Background

Heteroplexis Chang is an oligotypic genus endemic to China, which belongs to the tribe Astereae within the Asteraceae family. It was first described as a monotypic genus (Heteroplexis vernonioide), only found in the Longzhou region, Guangxi, China (Chang, 1937). In a recent infrageneric classification of Heteroplexis, five species (H. vernonioide, H. microcephala, H. sericophylla, H. incana and H. impressinervia) were recognized on the number of hermaphroditic flower and leaf characteristics, such as glandular spots, villi, and vein [1, 2]. These genus species occur mainly in limestone areas along the valleys and mountaintops in the Guangxi Zhuang Autonomous Region of southern China. Most Heteroplexis species have a very narrow and disjunctive distribution area [3]. Such as, H. microcephala has been only recorded in four different towns in Yangshuo county (Guangxi), and H. incana has been only found in Liuzhou (Guangxi) [3]. In addition, the main effective pollinators of the Heteroplexis species are insects such as hoverflies and Vespa ducalis, which are highly susceptible to environmental and climatic factors [4]. As a result, these Heteroplexis species are threatened. Most of them have been listed on the National List of Rare and Endangered Plants in China [5]. Conservation strategies are delayed due to a lack of understanding of the interspecific relationships within this genus.

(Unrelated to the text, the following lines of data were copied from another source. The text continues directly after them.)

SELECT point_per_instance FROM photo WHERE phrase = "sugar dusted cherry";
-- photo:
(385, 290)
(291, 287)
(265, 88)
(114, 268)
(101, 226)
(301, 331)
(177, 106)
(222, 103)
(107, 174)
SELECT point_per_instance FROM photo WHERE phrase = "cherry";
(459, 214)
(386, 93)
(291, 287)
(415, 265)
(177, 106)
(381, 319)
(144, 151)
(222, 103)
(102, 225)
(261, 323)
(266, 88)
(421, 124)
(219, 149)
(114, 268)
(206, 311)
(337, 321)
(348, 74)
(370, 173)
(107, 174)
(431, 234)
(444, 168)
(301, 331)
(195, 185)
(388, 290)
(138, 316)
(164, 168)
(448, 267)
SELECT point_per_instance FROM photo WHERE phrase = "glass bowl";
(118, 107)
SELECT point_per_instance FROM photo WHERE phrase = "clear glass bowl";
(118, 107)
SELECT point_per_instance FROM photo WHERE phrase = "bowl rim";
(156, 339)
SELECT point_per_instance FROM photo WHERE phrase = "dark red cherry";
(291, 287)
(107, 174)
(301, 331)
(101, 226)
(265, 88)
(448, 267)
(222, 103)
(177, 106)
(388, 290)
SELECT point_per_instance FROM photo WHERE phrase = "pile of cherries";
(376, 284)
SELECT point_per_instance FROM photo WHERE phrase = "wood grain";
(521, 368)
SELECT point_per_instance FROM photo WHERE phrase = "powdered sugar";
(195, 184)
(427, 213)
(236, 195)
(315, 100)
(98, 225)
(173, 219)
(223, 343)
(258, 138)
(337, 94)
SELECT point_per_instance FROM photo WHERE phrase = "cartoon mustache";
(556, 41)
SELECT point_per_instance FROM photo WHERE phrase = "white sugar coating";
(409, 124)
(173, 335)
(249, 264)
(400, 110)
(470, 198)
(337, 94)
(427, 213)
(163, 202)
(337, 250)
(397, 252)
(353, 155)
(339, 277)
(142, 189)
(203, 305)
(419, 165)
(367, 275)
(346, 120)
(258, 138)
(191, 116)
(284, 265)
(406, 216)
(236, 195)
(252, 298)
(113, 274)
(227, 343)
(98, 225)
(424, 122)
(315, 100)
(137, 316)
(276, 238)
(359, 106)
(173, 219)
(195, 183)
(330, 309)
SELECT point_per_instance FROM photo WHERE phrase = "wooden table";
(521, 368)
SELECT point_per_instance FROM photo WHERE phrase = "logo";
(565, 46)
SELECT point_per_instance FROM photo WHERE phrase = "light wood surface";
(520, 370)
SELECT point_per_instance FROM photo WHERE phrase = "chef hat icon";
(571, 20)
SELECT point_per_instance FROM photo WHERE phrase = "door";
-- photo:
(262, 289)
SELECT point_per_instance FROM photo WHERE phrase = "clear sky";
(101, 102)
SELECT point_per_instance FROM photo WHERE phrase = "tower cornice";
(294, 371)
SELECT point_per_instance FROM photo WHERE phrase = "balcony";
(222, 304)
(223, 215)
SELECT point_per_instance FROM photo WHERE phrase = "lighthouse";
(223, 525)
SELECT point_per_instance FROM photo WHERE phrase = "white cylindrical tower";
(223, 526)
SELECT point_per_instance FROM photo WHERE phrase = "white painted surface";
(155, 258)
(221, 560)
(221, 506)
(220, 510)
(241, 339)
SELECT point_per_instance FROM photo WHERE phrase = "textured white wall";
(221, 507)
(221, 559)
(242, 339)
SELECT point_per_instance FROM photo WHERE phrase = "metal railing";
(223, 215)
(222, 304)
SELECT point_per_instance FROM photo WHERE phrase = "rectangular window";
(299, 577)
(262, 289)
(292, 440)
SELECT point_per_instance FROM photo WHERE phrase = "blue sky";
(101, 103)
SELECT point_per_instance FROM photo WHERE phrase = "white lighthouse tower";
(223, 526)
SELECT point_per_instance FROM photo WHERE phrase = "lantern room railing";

Phylogenetic studies of Heteroplexis have been underway since it was first discovered. As early as 1937, when Chang discovered Heteroplexis vernonioide for the first time, he thought that its morphological structure was similar to Brachyactis (Chang, 1937). Zhang and Kare further attributed the Heteroplexis to Erigeron - Conyza group because ‘it has more female outer florets than hermaphroditic central florets’ [6]. Later on, Shi et al. (2015), using inter simple sequence repeat (ISSR) makers, found that Heteroplexis species split into three clades H. impressinervia and H. microcephala clade, H. vernonioides and H. incana clade, and H. sericophylla clade [3]. In contrast, Hu (2015), using internal transcribed spacer (ITS) and Expressed sequence Tags (ETS) molecular markers, showed that the Heteroplexis specimens were located in the tribe Astereae, with H. sericophylla and H. vernonioides as sister species, and H. microcephala close to Aster species [7].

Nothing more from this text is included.